Камер-дама исполнила реверанс и ушла.

Очень мрачный, король на несколько минут задумался. О чем были его мысли?

Его глаза на миг вспыхнули, потом он пожал плечами, вдруг переменив выражение лица с той легкостью, которая делала его совершенным комедиантом, и прошел из комнаты, где происходила беседа с камер-дамой, в кабинет, где его ожидало несколько свитских дворян.

Он вошел с улыбкой.

Дворяне переглянулись: у Его Величества все в порядке…

Король жестом подозвал двоих или троих (прочие сильно возревновали к такому отличию) и вместе с ними вышел из дворца.

Было без малого десять.

Надо отдать Франциску I справедливость: он редко заставлял даму ждать.

Сотворить какую-нибудь пакость, вроде той, которую он сделал Феррону, - это пожалуйста, бросить несговорчивого мужа в застенок - тоже да, уничтожить словом презренья надоевшую женщину - сколько угодно. Но заставлять ждать женщину, которая отдается сама, - ни в коем случае!

Итак, было уже без малого десять, и король ускорил шаг. Около дома, местоположение которого в подробностях описал Дурной Жан, король отослал свиту. Он ничего не боялся. Ему даже в голову не приходило, что его могут заманить в западню. Он постучался и привычным движением погладил бороду, в которой начали пробиваться серебряные нити.

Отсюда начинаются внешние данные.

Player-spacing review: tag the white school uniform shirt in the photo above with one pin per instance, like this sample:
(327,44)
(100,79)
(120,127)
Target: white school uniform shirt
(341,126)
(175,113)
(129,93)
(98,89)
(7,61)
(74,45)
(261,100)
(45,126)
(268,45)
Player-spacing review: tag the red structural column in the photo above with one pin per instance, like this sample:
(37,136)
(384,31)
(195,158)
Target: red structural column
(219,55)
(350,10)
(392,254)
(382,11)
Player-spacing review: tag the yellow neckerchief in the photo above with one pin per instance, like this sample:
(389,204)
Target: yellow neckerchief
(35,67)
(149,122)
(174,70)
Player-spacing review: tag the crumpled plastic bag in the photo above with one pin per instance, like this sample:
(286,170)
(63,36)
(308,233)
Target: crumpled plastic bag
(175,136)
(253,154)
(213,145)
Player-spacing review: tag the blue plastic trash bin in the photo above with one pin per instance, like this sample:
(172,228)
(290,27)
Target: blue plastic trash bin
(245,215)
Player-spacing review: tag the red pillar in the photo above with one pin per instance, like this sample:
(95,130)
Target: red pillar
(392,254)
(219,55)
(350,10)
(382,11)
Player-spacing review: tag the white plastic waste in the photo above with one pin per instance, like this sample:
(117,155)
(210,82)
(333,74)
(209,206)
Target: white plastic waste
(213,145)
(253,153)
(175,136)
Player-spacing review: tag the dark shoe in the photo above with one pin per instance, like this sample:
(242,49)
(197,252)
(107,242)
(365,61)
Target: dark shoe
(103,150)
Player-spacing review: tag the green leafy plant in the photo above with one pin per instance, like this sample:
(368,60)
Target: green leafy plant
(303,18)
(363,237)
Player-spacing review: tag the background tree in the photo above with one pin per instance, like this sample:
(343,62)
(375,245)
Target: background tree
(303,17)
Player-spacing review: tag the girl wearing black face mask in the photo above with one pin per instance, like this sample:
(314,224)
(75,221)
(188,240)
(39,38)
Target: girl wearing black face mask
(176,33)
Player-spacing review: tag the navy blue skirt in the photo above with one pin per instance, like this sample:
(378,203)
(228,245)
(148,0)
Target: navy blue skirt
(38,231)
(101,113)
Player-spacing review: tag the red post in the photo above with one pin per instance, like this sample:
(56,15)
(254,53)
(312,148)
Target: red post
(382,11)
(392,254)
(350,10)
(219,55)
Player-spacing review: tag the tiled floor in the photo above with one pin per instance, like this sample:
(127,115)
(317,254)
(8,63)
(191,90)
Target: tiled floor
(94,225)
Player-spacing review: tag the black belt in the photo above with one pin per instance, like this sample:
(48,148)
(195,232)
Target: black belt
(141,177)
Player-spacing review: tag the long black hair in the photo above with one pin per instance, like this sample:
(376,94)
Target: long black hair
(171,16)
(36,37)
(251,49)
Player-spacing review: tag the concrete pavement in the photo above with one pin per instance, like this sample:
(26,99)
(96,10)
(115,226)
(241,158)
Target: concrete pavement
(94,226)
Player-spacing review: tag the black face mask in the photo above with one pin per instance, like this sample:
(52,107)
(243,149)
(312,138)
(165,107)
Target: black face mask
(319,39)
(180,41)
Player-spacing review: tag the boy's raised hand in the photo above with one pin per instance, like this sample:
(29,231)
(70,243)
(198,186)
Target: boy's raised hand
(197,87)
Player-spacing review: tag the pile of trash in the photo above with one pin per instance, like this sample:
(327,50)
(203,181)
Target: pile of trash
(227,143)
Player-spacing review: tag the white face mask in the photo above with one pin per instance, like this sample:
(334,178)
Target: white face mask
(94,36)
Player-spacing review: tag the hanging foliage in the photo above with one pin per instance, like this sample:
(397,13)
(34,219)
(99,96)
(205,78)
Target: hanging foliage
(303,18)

Дверь отворилась в ту же секунду, и Франциск улыбнулся: поспешность доказывала, что его ждали с нетерпением.

- Входите, - раздался женский голос. Король подумал, что это служанка.

На самом деле то была Мадлен Феррон. Она, должно быть, боялась, что Дурной Жан убьет короля тотчас же, выглядела его заранее и встала около двери.